Ed Kuepper
Electrical Storm
Hot, 1985
When the bricks and concrete heat up in the inner west the streets get tinted orange and the rooftops cascading down from Annandale burn like the columns of an electric heater. There is no respite on this side of Sydney – no canopies of leaves forming an arch over the streets, no refreshing wind blowing up from the water. Just exhaust fumes and radiating sidewalks. Eventually dusk brings a cool change and there's a moment half-way to night which is the most beautiful hour anywhere in the city. That's the time when you should play Electrical Storm.
Laughing Clowns, the arty post-punk group formed by Jeffrey Wegener and Ed Kuepper after he left The Saints, were a Sydney band. It's hard to imagine their dark blend of jazz and punk existing outside of the Sydney avant-garde scene that fostered the likes of Tactics and Voigt/465 around the start of the 1980s. But after that band broke up, Kuepper returned to his roots for musical inspiration. His first solo album was called Electrical Storm, in dedication to the wild displays of nature during the Brisbane summer.

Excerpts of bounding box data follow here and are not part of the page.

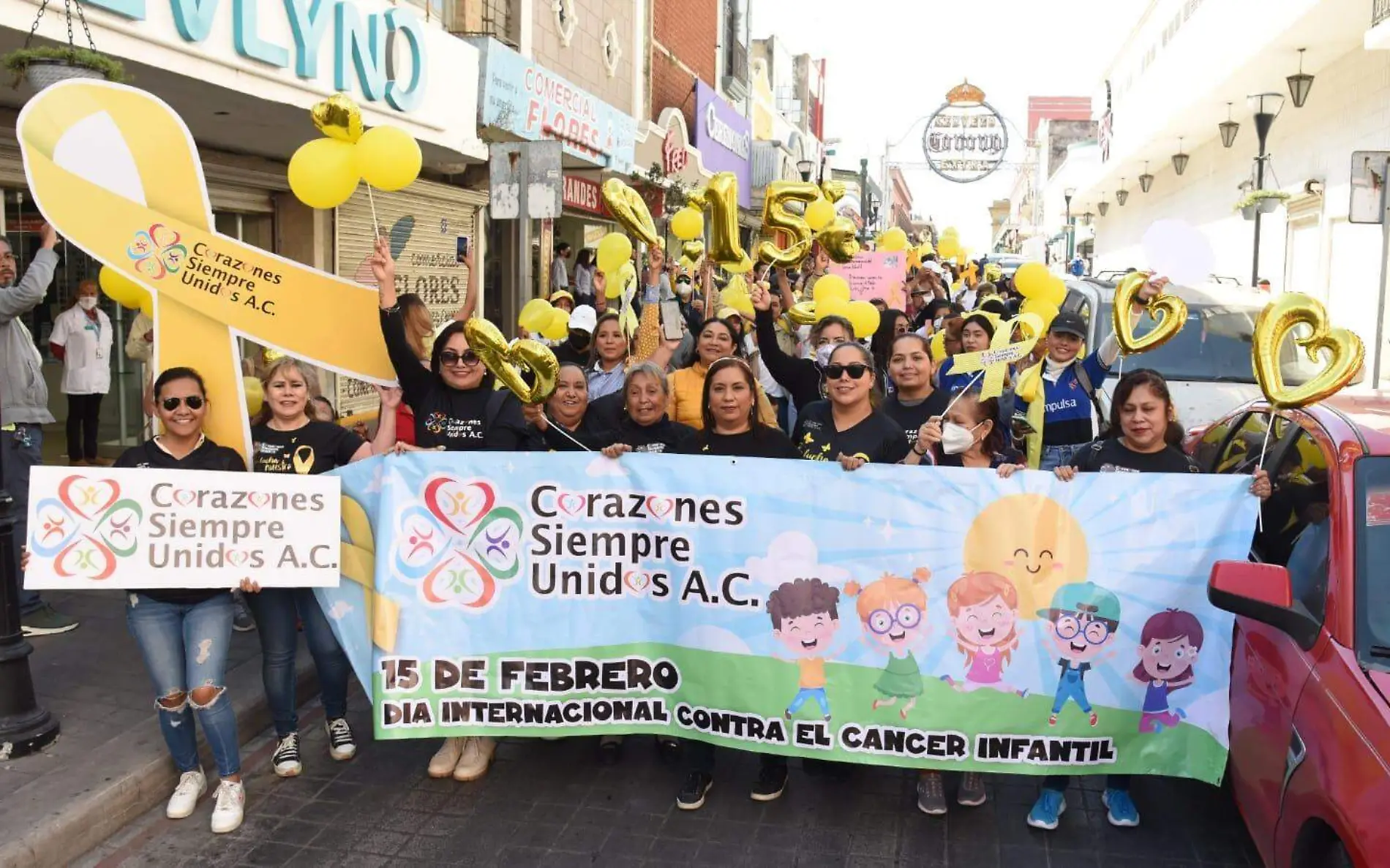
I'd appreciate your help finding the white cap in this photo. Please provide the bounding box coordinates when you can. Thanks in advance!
[570,304,599,335]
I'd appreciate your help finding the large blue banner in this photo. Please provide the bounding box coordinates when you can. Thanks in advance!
[318,453,1258,782]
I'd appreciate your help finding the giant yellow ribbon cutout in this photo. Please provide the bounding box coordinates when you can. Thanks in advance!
[18,79,395,456]
[339,494,400,654]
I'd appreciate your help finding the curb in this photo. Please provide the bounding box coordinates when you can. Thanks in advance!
[0,643,318,868]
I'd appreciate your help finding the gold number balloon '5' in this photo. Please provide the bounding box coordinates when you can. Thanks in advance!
[1251,293,1367,410]
[18,79,395,456]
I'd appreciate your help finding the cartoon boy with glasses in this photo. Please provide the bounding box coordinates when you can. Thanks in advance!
[1038,582,1120,726]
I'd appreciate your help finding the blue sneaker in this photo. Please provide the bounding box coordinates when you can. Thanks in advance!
[1029,789,1066,832]
[1106,789,1138,829]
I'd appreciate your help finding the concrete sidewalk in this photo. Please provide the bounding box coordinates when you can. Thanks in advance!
[0,590,315,868]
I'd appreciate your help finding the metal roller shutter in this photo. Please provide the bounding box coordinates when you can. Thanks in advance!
[334,181,488,415]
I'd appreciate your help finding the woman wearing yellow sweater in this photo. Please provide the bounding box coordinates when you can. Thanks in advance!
[666,320,777,431]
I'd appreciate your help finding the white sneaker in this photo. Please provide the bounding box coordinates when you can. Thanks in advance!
[429,739,468,778]
[164,768,207,820]
[453,736,497,780]
[213,780,246,834]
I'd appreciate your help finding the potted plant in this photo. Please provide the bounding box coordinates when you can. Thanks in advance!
[0,45,127,90]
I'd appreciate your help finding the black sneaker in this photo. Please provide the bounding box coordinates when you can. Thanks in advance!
[749,763,786,801]
[675,772,715,811]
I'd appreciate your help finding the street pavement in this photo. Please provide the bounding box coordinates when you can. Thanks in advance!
[77,692,1259,868]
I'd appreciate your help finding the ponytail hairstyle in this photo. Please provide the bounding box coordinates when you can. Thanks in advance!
[1111,368,1183,446]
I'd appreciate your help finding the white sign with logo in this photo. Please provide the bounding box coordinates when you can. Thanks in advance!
[23,467,342,590]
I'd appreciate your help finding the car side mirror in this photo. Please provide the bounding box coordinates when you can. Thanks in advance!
[1206,561,1322,652]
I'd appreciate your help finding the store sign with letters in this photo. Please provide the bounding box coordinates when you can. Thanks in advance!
[23,464,341,590]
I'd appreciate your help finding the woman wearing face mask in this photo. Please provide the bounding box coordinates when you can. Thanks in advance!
[792,343,920,471]
[666,320,777,431]
[1034,368,1271,831]
[106,368,246,832]
[749,277,855,414]
[242,355,400,778]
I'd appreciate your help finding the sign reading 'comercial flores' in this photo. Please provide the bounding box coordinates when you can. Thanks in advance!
[922,82,1009,184]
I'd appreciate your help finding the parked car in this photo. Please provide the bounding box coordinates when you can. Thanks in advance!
[1062,279,1320,426]
[1187,393,1390,868]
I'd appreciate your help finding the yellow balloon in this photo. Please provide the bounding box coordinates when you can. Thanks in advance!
[806,199,835,232]
[596,232,633,275]
[879,227,908,253]
[845,301,882,338]
[811,273,849,306]
[517,298,556,332]
[672,207,705,241]
[355,127,424,190]
[285,136,366,208]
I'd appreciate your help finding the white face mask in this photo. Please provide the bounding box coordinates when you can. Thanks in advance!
[941,422,984,456]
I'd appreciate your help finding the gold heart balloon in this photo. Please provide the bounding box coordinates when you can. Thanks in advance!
[1111,272,1187,355]
[463,317,560,404]
[604,178,661,247]
[1251,293,1367,410]
[309,93,361,145]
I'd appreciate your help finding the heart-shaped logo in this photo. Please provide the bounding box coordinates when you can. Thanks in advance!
[463,317,560,404]
[59,476,121,521]
[1111,272,1187,355]
[1256,293,1367,410]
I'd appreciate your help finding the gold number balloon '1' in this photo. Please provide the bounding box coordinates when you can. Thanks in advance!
[1251,293,1367,410]
[463,317,560,404]
[758,181,820,268]
[604,178,661,247]
[1111,272,1187,355]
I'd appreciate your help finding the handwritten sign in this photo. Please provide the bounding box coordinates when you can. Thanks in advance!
[830,250,908,310]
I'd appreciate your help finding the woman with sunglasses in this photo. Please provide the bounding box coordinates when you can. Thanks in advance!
[242,355,400,778]
[792,343,922,471]
[116,368,246,832]
[369,238,536,780]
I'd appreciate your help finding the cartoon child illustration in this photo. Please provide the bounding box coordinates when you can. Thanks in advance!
[1038,582,1120,726]
[1133,608,1203,733]
[965,494,1089,621]
[767,579,840,721]
[845,568,931,720]
[941,572,1027,695]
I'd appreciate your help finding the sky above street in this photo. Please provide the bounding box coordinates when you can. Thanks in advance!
[749,0,1149,253]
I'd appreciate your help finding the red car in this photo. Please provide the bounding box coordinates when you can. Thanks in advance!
[1187,396,1390,868]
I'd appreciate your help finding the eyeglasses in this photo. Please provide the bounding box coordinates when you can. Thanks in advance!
[439,350,480,368]
[826,361,869,379]
[869,603,922,636]
[160,394,206,412]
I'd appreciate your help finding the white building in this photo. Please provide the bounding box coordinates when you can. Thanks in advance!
[1056,0,1390,369]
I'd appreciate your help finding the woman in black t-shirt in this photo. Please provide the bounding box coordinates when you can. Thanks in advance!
[1029,368,1271,829]
[114,368,246,832]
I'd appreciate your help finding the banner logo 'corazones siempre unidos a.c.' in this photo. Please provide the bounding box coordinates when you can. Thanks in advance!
[32,475,145,581]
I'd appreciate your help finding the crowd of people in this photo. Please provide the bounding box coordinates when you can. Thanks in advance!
[0,226,1271,832]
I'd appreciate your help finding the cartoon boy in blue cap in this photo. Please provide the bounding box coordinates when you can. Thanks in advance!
[1038,582,1120,726]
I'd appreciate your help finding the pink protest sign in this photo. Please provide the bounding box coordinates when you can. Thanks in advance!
[830,250,908,310]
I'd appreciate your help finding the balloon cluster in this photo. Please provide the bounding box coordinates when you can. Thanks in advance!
[288,93,423,208]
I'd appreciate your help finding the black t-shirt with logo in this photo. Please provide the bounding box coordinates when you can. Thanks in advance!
[791,401,911,464]
[252,420,366,476]
[111,437,246,605]
[685,425,800,458]
[1072,437,1203,474]
[879,389,951,448]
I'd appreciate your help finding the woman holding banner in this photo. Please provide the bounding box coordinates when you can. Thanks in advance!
[242,355,400,778]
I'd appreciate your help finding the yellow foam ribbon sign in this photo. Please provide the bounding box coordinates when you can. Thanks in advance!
[18,79,395,456]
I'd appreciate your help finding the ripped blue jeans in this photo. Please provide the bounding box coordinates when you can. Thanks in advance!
[125,593,242,778]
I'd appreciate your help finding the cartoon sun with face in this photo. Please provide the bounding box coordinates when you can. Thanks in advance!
[965,494,1087,619]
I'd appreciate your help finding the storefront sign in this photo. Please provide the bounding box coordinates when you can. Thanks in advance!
[695,82,754,208]
[922,82,1009,184]
[480,39,636,173]
[88,0,427,111]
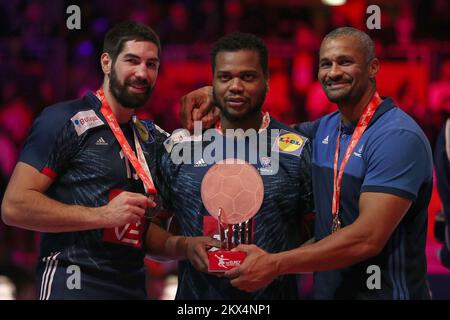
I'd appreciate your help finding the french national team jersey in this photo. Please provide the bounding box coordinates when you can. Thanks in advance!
[159,116,313,300]
[297,98,433,299]
[19,93,166,299]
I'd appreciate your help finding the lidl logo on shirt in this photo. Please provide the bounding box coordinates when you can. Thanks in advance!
[272,130,305,156]
[70,110,104,136]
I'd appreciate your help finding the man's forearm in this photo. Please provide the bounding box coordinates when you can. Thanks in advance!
[2,190,105,232]
[271,226,379,275]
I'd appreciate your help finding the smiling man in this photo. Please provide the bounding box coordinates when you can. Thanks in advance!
[158,33,313,300]
[2,22,214,300]
[181,27,433,299]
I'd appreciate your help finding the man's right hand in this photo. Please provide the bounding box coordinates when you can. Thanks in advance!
[102,191,156,228]
[186,237,220,272]
[180,86,220,132]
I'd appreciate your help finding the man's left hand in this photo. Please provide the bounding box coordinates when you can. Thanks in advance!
[225,245,277,292]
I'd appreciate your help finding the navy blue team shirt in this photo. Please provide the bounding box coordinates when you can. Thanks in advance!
[158,118,313,299]
[296,98,433,299]
[19,93,167,299]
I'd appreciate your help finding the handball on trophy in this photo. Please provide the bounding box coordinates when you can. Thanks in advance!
[201,159,264,224]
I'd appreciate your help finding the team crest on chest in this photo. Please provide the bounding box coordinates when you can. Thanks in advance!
[272,130,306,157]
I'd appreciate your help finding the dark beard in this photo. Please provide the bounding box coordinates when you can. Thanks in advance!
[213,87,267,123]
[109,68,153,109]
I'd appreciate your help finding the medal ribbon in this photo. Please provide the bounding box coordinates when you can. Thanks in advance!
[332,92,383,220]
[96,89,157,194]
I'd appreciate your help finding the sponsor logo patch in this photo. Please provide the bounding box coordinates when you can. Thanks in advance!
[272,130,306,157]
[70,110,104,136]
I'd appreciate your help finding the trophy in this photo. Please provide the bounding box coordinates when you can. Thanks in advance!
[201,159,264,272]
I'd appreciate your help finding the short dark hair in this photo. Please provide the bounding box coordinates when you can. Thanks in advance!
[211,32,269,78]
[323,27,375,62]
[103,21,161,61]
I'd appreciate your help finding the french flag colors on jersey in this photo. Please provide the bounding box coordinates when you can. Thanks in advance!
[296,98,433,299]
[19,93,166,299]
[158,118,313,300]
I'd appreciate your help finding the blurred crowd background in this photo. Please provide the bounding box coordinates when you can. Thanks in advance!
[0,0,450,299]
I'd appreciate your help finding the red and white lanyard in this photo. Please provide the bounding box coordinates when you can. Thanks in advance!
[331,92,383,232]
[215,112,270,133]
[96,89,157,194]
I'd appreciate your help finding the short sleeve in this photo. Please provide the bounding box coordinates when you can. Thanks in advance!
[361,129,433,201]
[300,140,314,213]
[155,144,176,211]
[19,108,78,179]
[293,119,320,141]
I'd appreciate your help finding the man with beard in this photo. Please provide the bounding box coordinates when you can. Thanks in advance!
[2,22,215,300]
[178,27,433,300]
[158,33,313,299]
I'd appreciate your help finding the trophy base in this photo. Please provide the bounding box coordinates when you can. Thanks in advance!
[208,250,247,272]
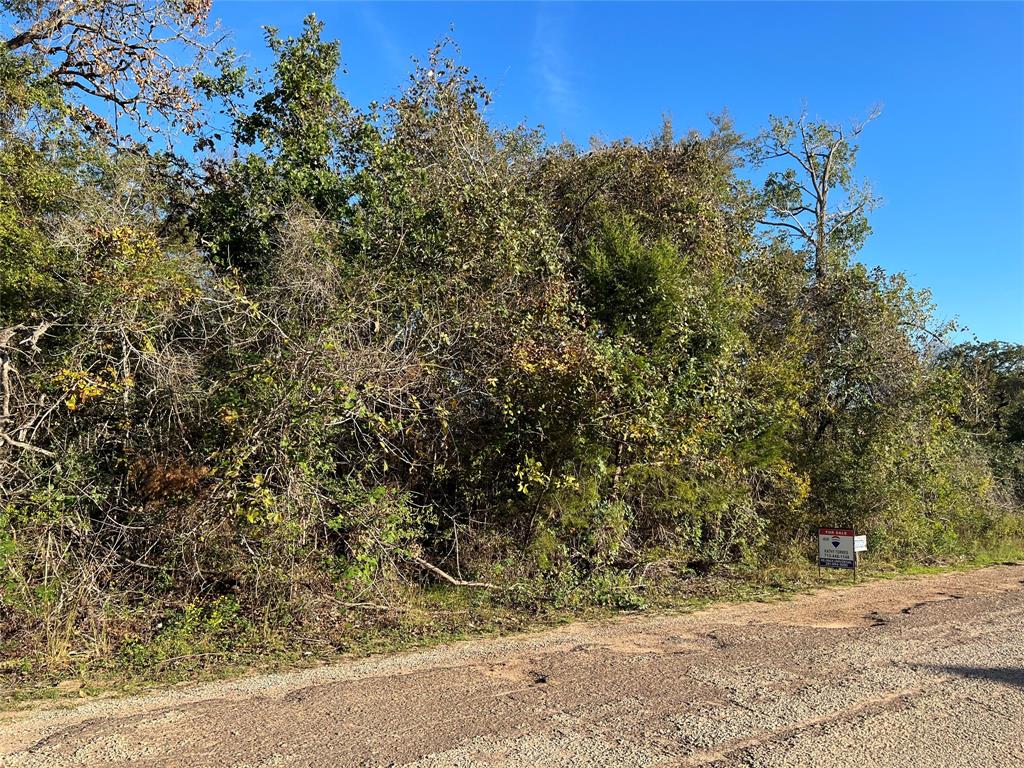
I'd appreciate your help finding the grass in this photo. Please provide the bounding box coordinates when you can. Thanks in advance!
[0,544,1024,710]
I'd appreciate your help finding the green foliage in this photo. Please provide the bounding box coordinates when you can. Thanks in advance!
[0,17,1024,669]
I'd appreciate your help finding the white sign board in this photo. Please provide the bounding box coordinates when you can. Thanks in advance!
[818,528,857,568]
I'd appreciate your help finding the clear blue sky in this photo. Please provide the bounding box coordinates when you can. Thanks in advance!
[213,0,1024,343]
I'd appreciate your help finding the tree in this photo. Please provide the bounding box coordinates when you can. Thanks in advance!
[191,14,360,280]
[750,108,881,281]
[0,0,217,133]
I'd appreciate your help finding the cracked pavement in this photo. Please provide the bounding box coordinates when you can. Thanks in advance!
[0,565,1024,768]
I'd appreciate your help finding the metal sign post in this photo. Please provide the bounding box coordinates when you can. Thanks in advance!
[818,528,867,582]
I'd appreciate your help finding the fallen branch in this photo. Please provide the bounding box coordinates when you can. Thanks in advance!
[0,432,55,459]
[407,555,501,590]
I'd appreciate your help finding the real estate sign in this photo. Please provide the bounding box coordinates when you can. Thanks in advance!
[818,528,866,568]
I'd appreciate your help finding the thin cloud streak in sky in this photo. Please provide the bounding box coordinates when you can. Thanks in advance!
[532,8,580,131]
[359,4,412,85]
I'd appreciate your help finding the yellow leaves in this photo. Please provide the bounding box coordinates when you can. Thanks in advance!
[55,366,135,411]
[515,456,551,495]
[220,407,240,426]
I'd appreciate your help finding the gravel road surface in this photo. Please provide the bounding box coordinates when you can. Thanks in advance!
[0,565,1024,768]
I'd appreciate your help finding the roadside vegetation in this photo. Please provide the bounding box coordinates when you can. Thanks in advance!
[0,0,1024,686]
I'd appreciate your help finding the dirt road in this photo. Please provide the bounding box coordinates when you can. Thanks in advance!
[0,566,1024,768]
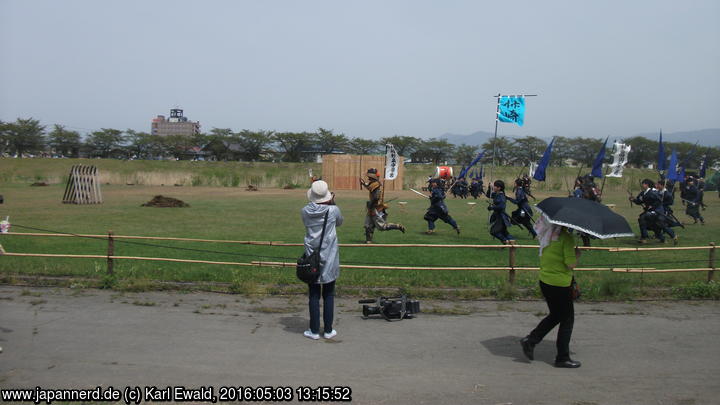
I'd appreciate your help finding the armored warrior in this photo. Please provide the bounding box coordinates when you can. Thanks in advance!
[488,180,515,245]
[360,168,405,243]
[629,179,677,244]
[681,176,705,225]
[423,179,460,235]
[507,178,537,239]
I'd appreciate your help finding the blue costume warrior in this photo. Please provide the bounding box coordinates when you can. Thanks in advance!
[424,179,460,235]
[630,179,677,244]
[507,178,537,239]
[682,176,705,225]
[488,180,515,245]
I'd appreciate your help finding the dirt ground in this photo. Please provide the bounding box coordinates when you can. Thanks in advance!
[0,286,720,405]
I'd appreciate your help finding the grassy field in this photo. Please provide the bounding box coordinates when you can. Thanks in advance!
[0,159,720,299]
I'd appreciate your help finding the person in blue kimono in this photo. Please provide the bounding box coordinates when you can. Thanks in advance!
[507,178,537,239]
[488,180,515,245]
[423,179,460,235]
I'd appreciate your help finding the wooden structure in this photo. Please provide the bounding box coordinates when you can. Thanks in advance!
[63,165,102,204]
[322,155,405,191]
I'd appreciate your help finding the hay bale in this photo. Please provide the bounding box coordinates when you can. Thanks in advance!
[141,195,190,208]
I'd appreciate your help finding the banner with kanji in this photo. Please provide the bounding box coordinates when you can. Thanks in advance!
[498,96,525,126]
[385,144,400,180]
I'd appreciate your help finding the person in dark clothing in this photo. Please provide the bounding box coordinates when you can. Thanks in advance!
[507,178,537,239]
[682,176,705,225]
[360,168,405,244]
[488,180,515,245]
[629,179,677,243]
[470,179,484,200]
[520,215,580,368]
[424,179,460,235]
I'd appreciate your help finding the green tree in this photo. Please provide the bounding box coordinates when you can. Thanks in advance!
[2,118,45,157]
[48,124,82,157]
[85,128,125,158]
[380,135,422,157]
[160,135,196,159]
[455,144,478,166]
[237,129,273,162]
[272,132,313,162]
[316,128,350,154]
[350,138,378,155]
[125,129,163,159]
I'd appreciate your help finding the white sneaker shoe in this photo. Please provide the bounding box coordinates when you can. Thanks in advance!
[303,329,320,340]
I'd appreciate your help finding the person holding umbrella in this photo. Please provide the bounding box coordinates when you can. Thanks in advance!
[520,197,635,368]
[520,215,580,368]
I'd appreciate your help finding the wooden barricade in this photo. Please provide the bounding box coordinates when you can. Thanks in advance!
[63,165,102,204]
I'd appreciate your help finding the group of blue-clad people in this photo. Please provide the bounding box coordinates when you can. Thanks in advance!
[424,169,705,246]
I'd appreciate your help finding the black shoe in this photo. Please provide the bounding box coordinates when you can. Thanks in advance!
[555,359,580,368]
[520,337,535,360]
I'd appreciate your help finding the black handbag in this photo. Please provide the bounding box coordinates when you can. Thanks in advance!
[295,209,330,284]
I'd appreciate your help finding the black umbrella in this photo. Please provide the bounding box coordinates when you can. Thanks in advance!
[536,197,635,239]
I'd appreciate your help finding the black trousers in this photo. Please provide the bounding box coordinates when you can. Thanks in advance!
[528,281,575,361]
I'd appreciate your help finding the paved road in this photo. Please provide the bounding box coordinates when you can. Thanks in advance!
[0,286,720,405]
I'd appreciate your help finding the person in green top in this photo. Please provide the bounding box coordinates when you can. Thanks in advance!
[520,215,580,368]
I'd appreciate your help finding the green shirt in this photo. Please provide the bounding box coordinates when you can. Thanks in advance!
[540,229,576,287]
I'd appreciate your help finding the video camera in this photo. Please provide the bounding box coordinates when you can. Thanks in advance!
[358,295,420,321]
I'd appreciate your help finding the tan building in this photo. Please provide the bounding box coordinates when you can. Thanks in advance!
[150,108,200,136]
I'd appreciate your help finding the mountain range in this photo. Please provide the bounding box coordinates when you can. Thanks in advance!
[439,128,720,146]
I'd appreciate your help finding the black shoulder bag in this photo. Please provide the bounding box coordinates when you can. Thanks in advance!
[295,209,330,284]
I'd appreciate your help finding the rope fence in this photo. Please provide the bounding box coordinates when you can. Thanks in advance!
[0,224,717,284]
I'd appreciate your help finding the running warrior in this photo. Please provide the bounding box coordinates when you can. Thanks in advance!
[507,178,537,239]
[360,168,405,243]
[628,179,677,244]
[423,179,460,235]
[488,180,515,245]
[682,176,705,225]
[470,179,485,200]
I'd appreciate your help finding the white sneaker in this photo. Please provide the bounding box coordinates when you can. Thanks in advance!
[303,329,320,340]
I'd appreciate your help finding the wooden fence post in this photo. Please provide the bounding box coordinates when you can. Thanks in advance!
[108,231,115,276]
[508,245,515,285]
[708,242,717,283]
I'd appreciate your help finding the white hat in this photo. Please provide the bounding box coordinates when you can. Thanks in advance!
[308,180,332,204]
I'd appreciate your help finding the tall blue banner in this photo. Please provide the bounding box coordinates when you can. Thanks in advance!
[533,138,555,181]
[498,96,525,127]
[658,131,665,172]
[590,138,608,178]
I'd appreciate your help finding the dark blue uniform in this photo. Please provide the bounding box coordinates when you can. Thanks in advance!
[507,187,537,238]
[633,188,675,242]
[424,186,460,233]
[488,191,515,243]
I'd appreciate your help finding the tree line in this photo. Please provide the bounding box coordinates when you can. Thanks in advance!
[0,118,720,168]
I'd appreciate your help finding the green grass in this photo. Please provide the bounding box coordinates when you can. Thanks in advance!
[0,159,720,299]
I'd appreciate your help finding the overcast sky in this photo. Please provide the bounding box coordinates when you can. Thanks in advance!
[0,0,720,138]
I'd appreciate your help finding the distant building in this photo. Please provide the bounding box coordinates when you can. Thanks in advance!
[150,108,200,136]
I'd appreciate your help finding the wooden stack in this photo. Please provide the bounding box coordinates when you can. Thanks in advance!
[63,165,102,204]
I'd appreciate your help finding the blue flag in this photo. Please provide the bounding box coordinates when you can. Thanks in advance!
[700,154,707,179]
[667,149,680,181]
[658,130,666,172]
[590,137,609,178]
[533,138,555,181]
[459,151,485,177]
[498,96,525,127]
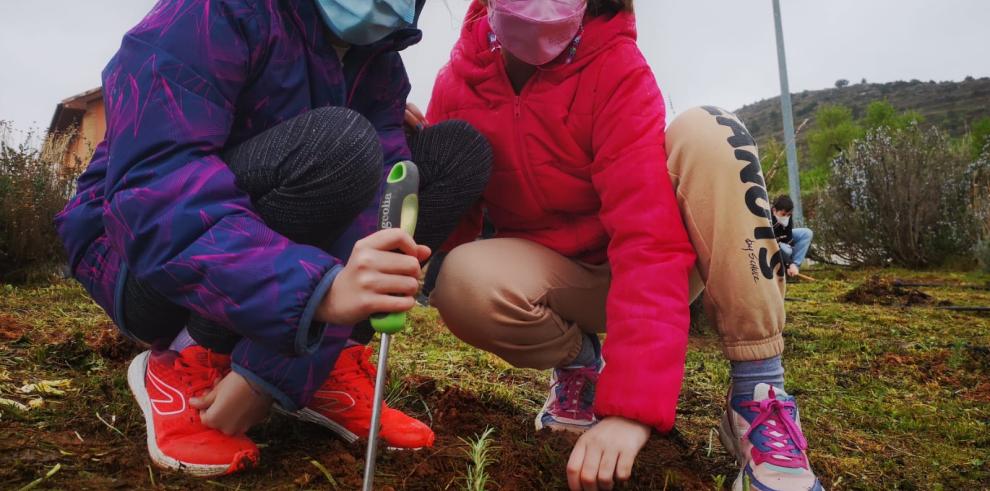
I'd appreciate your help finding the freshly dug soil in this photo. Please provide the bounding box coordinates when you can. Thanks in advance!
[843,276,941,307]
[278,379,719,491]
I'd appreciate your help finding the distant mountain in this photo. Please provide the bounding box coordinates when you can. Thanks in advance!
[736,77,990,146]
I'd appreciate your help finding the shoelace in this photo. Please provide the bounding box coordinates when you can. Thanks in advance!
[740,389,808,468]
[553,367,598,414]
[173,352,222,396]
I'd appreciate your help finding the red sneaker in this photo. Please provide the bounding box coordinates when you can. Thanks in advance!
[280,346,434,450]
[127,346,258,477]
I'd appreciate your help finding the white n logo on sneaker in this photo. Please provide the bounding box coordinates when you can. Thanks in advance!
[148,370,186,416]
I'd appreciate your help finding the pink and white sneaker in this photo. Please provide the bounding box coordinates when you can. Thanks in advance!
[127,346,259,477]
[719,384,824,491]
[536,357,605,433]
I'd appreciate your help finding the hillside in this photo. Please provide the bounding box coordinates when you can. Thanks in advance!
[736,78,990,146]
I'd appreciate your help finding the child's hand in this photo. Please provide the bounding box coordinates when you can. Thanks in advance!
[567,416,652,491]
[189,372,272,435]
[316,228,430,325]
[405,102,430,134]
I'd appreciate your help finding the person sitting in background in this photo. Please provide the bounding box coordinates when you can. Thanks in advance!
[772,194,815,278]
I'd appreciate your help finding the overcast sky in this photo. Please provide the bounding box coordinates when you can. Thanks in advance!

The stories told both by key tracks are set at night, but they sound as if it's noon on a scorching day. The opening song 'Car Headlights' is dominated by a flickering acoustic guitar that conjures up more electricity than if it had been plugged in – the type of spark that carries in the air before a violent change in the weather – and lyrics about cars heading down a street surrounded by bush. The feeling it evokes is reprised for the title track, which is about being paralysed by heat in the middle of the night.
A few years ago in an issue of literary journal Meanjin – based in Melbourne but named after the Aboriginal word for the area that Brisbane is built on – writer Ross Gibson explored the ideas behind 'Electrical Storm' in an essay called 'Subtropical Rock'. Like Iggy Pop, who had made The Stooges unique by turning the sounds of his own "motorised landscape" into pop music, Kuepper took the electricity in the Brisbane air, the sputtering of refrigerating units and the relentless heat and somehow turned it into a song. "In three minutes or so, the song encapsulated what goes on in your own spirit and in the air when a Queensland storm finally breaks," he wrote. Perfect summer listening.